Sources told Les Echos that the development team at Ubisoft is in the advanced stages of creating a blockchain-based marketplace for in-game items, essentially enabling users to purchase game commodities using the blockchain and crypto assets like Ethereum.
A rough translation of the report read:
“The idea is to give a digital existence on the blockchain to the ‘items’ (accessories) available in video games; content that publishers monetize. Ubisoft is considering working on the blockchain Ethereum, which allows to operate this kind of operation.”
Designing games on Ethereum
The idea for integrating an Ethereum blockchain marketplace for in-game items isn’t new. There are several different blockchain startups which have tried to pitch the idea in late 2017.
Ubisoft began exploring the potential of blockchain technology in late 2018. In mid-2018, Ubisoft held a blockchain hackathon called Blockchain Heroes and the Strategic Innovation Lab of Ubisoft created a prototype of a blockchain game.
Speaking to VentureBeat, blockchain initiative associate manager at Ubisoft Anne Puck said:
“At Ubisoft, we think it’s crucial to be part of pioneering the ways players can benefit from what blockchain has to offer. We think that blockchain has the potential to transform the gaming experience and even maybe to empower players as true stakeholders in their worlds.
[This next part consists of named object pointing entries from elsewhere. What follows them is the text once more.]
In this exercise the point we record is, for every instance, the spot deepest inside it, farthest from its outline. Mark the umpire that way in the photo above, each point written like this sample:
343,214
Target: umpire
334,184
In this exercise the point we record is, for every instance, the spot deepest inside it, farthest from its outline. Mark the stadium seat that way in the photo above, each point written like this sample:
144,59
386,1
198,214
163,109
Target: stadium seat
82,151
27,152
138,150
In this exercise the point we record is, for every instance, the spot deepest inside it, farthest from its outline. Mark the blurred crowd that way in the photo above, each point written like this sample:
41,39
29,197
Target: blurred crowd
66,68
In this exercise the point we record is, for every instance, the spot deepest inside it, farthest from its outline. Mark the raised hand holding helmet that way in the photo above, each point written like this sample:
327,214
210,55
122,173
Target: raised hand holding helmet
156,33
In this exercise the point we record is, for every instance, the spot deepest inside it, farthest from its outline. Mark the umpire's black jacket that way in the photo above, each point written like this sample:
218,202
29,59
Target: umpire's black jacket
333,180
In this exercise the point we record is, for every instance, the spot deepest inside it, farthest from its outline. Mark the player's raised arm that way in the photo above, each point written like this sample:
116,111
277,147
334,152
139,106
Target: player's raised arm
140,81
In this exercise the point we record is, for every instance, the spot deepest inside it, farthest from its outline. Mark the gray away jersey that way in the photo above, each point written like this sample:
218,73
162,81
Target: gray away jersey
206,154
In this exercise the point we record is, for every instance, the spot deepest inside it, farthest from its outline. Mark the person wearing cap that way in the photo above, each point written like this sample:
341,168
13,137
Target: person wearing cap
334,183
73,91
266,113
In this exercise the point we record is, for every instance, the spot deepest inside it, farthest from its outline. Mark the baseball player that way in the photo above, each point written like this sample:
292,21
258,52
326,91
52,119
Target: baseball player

That’s why our job is to accelerate the integration of blockchain at Ubisoft with this initiative.”
According to Puck, Yves Guillemot, the CEO of Ubisoft, suggested that blockchain technology is a “potential revolution for the video game industry in the future,” emphasizing the interest of the company towards building blockchain-based applications as early as August of last year.
Although it remains to be seen whether blockchain networks like Ethereum, with its current transaction throughput limitations, can handle a large base of active users in the near term. That said, open sourcedeveloper communities are moving forward with the deployment of scaling solutions and companies anticipate that both on-chain and second-layer capacity will be expanded.
Ubisoft does not have plans to formally launch blockchain applications in the short term due to the regulatory uncertainty in France.
“For the time being, Ubisoft is thinking about this project and no timetable has been set. The group expects that the French legislation on blockchain to be clarified,” Les Echos reported.
Will regulations improve?
With the G20 moving towards the adoption of a standardized regulatory framework and the imposition of policies that can facilitate innovation in the crypto sector, there are hopes that France and the rest of the eurozone will adopt favorable legislation.
In April, France encouraged the EU to adopt its crypto regulatory framework proposed by pro-crypto regulator Bruno Le Maire.
“I will propose to my European partners that we set up a single regulatory framework on crypto-assets inspired by the French experience. Our model is the right one,” the Finance Minister said.
Until France passes the proposed crypto bill, large companies like Ubisoft are likely to remain on the sidelines and while waiting for the approval of regulators.